Active colloidal clusters swimming through artificial constrictions

活性胶体簇在人工收缩处游动

• 批准号: 366087165
• 负责人: Professor Dr. Gianaurelio Cuniberti, since 2/2020
• 金额: --
• 依托单位: Abteilung Skalierungsphänomene (FWIO)
• 依托单位国家: 德国
• 项目类别: Priority Programmes
• 财政年份: 2017
• 资助国家: 德国
• 起止时间: 2016-12-31 至 2020-12-31
• 项目状态: 已结题
• 来源: https://gepris.dfg.de/gepris/projekt/366087165?language=en
• 关键词: Active; colloidal; clusters; swimming; through

Growing interest to the field of intelligent micro- and nanomachinery has resulted in enormously fast evolution of the wide class of artificial micro- and nano-motors, capable of self-propulsion in a liquid environment. A large diversity of artificial swimmers in terms of size, shape, and energy conversion pathway has been developed during the past years. It has also been proven that artificial swimmers can pick up cargo and move to well-defined places. Here we propose a method which will allow to move such swimmers through arbitrary external constrictions by determining and controlling the shape of the swimmers through externally applied potentials. The method is based on clusters built from magnetically capped particles. When these particles are oscillating up and down, the interaction between the particles inside the cluster set the whole cluster into motion. The direction and speed of motion is fully controlled by external magnetic fields, which are also used to define the shape of the clusters.We will demonstrate the motion of swimmers made of these clusters through externally built potentials, which are constructed using methods known in microfluidics. We will show how to adopt the clusters for motion through narrow constrictions. Such motion in combination with the possibility to carry cargo will deliver important insight into the possibility to use artificial swimmers in biological systems. In this context, it is especially important that the clusters are driven without the input of a possibly harmful fuel. The goal of the current proposal is to demonstrate the ability of the clusters to move in various external potentials and to optimize this motion in terms of efficiency and speed.

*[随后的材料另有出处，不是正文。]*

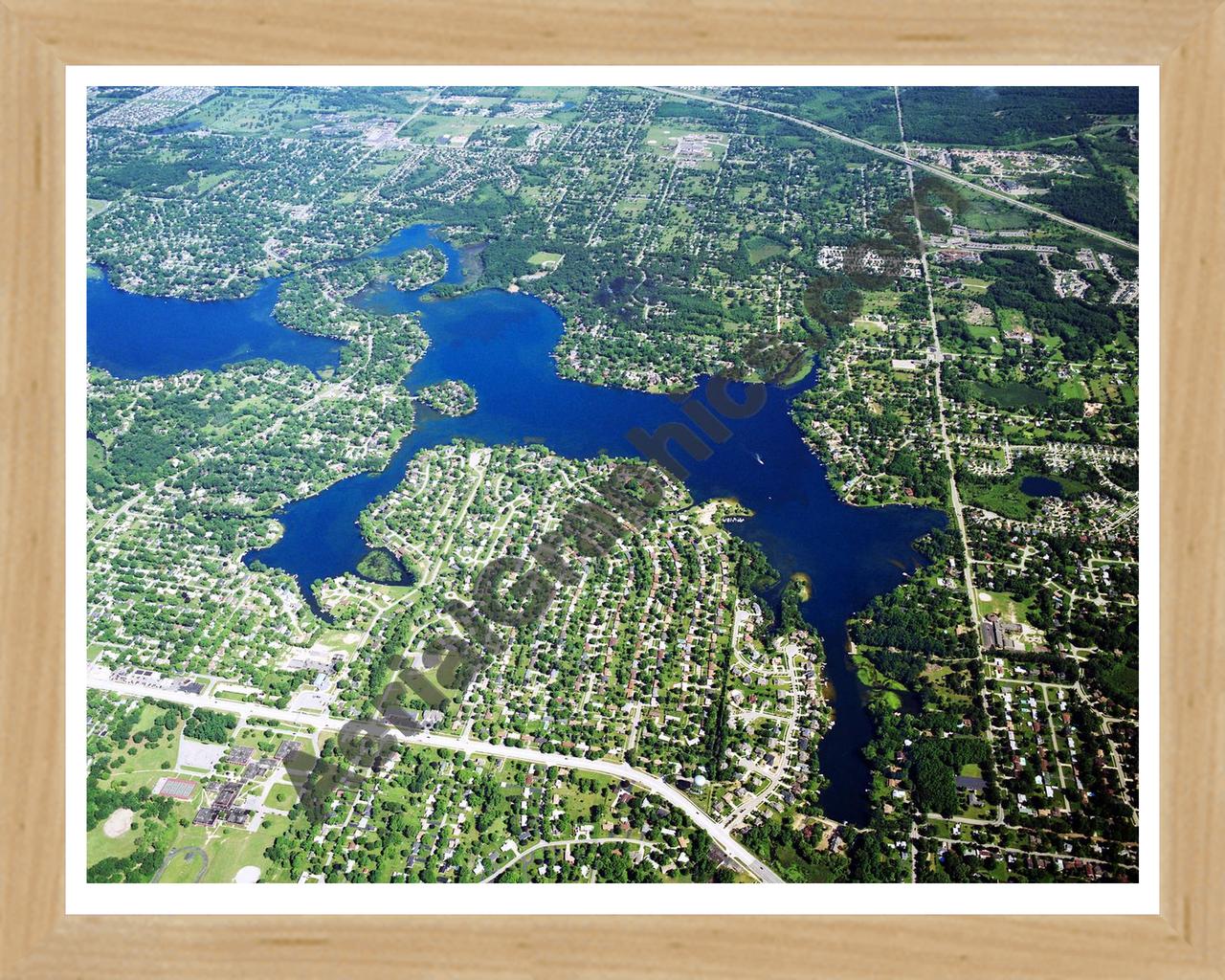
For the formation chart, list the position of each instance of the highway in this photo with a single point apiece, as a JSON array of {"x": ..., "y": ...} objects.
[
  {"x": 902, "y": 158},
  {"x": 721, "y": 835}
]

对智能微和纳米机器人领域的兴趣日益增长，导致了能够在液体环境中自推进的各种人工微和纳米电机的快速发展。在过去的几年中，已经开发了在尺寸、形状和能量转换途径方面的大量多样性的人工游泳者。人造游泳者也被证明可以拿起货物并移动到明确的地方。在这里，我们提出了一种方法，它将允许通过任意的外部收缩，通过确定和控制的游泳者的形状，通过外部施加的电位移动这样的游泳者。该方法是基于从磁帽粒子的集群。当这些粒子上下振荡时，簇内粒子之间的相互作用使整个簇运动起来。运动的方向和速度完全由外部磁场控制，外部磁场也用于定义簇的形状。我们将通过外部构建的电势来演示由这些簇组成的游泳者的运动，这些电势是使用微流体中已知的方法构建的。我们将展示如何通过狭窄的收缩来采用运动的集群。这种运动与运载货物的可能性相结合，将为在生物系统中使用人工游泳者的可能性提供重要的见解。在这种情况下，特别重要的是，在不输入可能有害的燃料的情况下驱动集群。目前的建议的目标是证明集群的能力，在各种外部潜力，并优化这种运动的效率和速度。